Bowman: Bankenaufsicht an neue Risiken anpassen
Michelle W. Bowman, Vizevorsitzende für Aufsicht des Board of Governors der Federal Reserve, erläutert vor dem US-Repräsentantenhaus die Modernisierung der Bankenaufsicht. Sie betont die Anpassung an neue Risiken wie KI und Non-Bank-Finanzinstitute, um die Stabilität des US-Finanzsystems zu fördern.
Banken stabil, aber Wettbewerb verschiebt sich
Das US-Bankensystem bleibt laut Michelle W. Bowman solide und widerstandsfähig, mit starken Kapitalquoten und erheblichen Liquiditätspuffern.

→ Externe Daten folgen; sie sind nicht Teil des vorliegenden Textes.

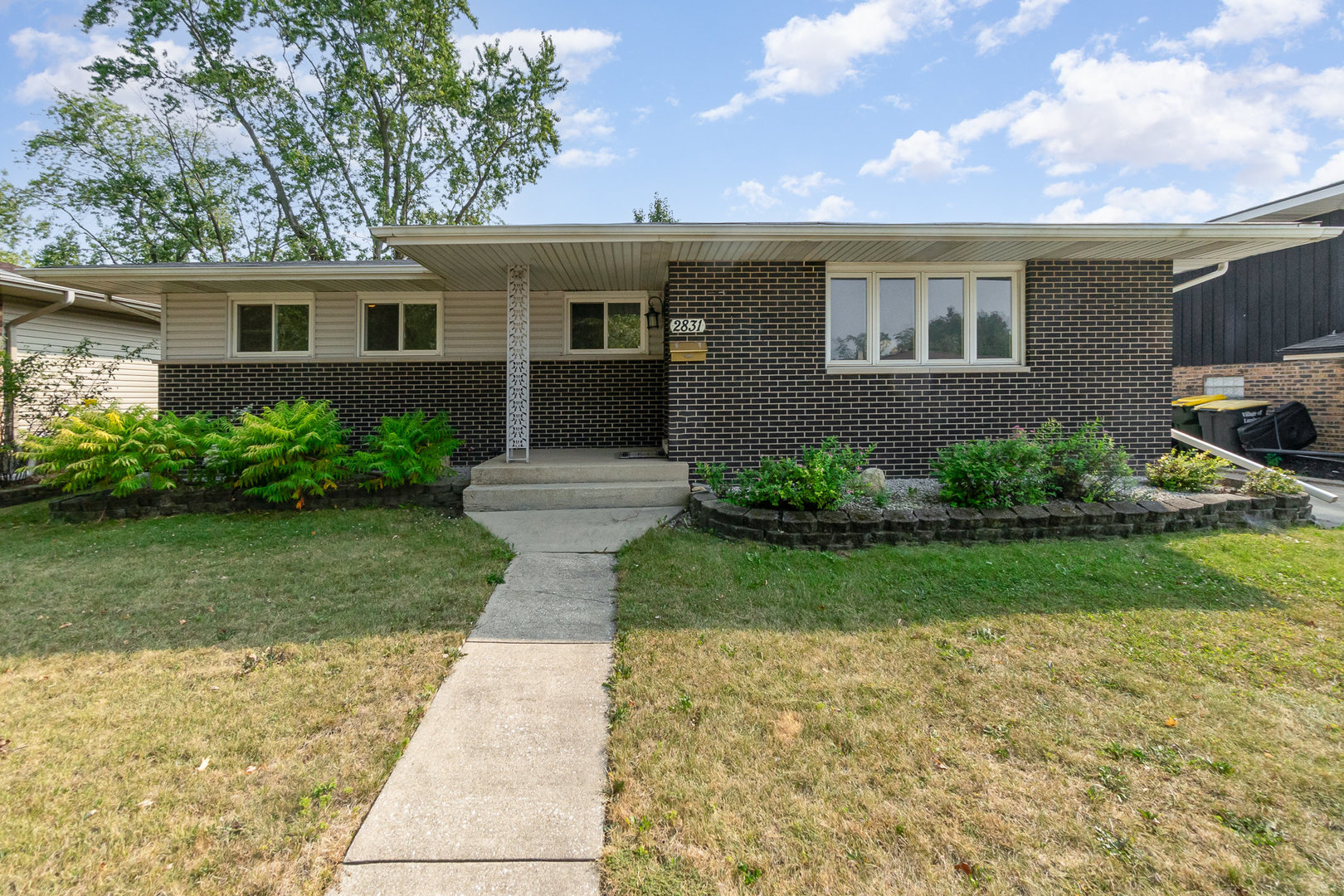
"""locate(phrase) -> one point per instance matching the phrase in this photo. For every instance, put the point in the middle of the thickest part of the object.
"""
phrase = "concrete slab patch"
(601, 531)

Die Banken verzeichnen anhaltendes Kreditwachstum und robuste Profitabilität, während die Kreditausfälle im historischen Durchschnitt liegen.
Jedoch verschiebt sich die Wettbewerbslandschaft: Non-Bank-Finanzinstitute (NBFIs) erobern einen wachsenden Anteil des Kreditmarktes, oft ohne vergleichbare Regulierungsstandards.
Ein Beispiel ist die Verlagerung der Hypothekenvergabe und -verwaltung zu Non-Banks.
Banken haben ihre Kreditstandards für NBFIs aufgrund von Bedenken hinsichtlich der Kreditprüfung und der Qualität der Sicherheiten verschärft.
Technologische Fortschritte, insbesondere im Bereich der Künstlichen Intelligenz (KI), bringen neue Chancen zur Stärkung der Cybersicherheit, aber auch neue Schwachstellen für Cyberangriffe mit sich.
Die Federal Reserve unterstützt regierungsweite Bemühungen zur Verbesserung der Cybersicherheit und arbeitet mit Banken zusammen, um diese komplexen Bedrohungen zu bewältigen.
Ein effektives Management erfordert kontinuierliche Zusammenarbeit und agile Regulierungsrahmen.
Aufsichtsrahmen für Banken modernisiert
Die Federal Reserve hat den Aufsichtsrahmen seit dem letzten Ausschussauftritt von Michelle W. Bowman umfassend modernisiert.
Priorität hat die Aufsicht über Community Banks, für die das Community Bank Leverage Ratio (CBLR) reformiert wurde, um mehr Banken den Zugang zu vereinfachten Kapitalanforderungen zu ermöglichen.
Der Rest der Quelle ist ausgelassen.